According to the Ministry of Finance, revenues stood at over 521 billion lei, up by 13%. Their dynamics were mainly supported by the money coming from European funds, salary and income tax and insurance contributions. As a percentage of the GDP, revenues stood at 32.9%. On the other hand, spending exceeded 611 billion lei, and as a percentage of the Gross Domestic Product, they maintained their share at the level of 38.6%, same as in 2022.
Ziarul Financiar notes the fact that, according to the figures for 11 months, the budget deficit was 4.64% of the GDP, which would mean that the Government deepened it at the end of 2023, in December. Be that as it may, the first topic on the agenda of the discussions these days between the Romanian authorities and a delegation of the International Monetary Fund is precisely about the budget deficit. Romania has pledged to gradually reduce it to 3%, a limit stipulated by the European treaties.

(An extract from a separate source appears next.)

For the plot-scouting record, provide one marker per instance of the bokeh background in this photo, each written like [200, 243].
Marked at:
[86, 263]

Although it is far from this target, the good news is that the deficit of 5.68% in 2023 is still below that anticipated by the European Commission in its autumn forecast, i.e. 6.3 percent, but also beyond the expectations of many analysts, who believed it would be 6%. Lets remember that Romania has been under an excessive deficit procedure since 2020, when it set out to return to less than 3% in 2024. However, the pandemic and the war in neighboring Ukraine followed, as a result Bucharest was forced to negotiate with the European Commission, for 2023, a target between 5.5 and 5.7% of the GDP.
For 2024, the countrys budget is built on an anticipated deficit of 5 percent. Meanwhile, in order to keep it under control, the PSD-PNL Government has already taken a series of unpopular measures – tax increases have come into force or new ones have been introduced, and vouchers and bonuses have been frozen. The unions warned in the fall of last year that protests would follow, and this is indeed happening right now. (MI)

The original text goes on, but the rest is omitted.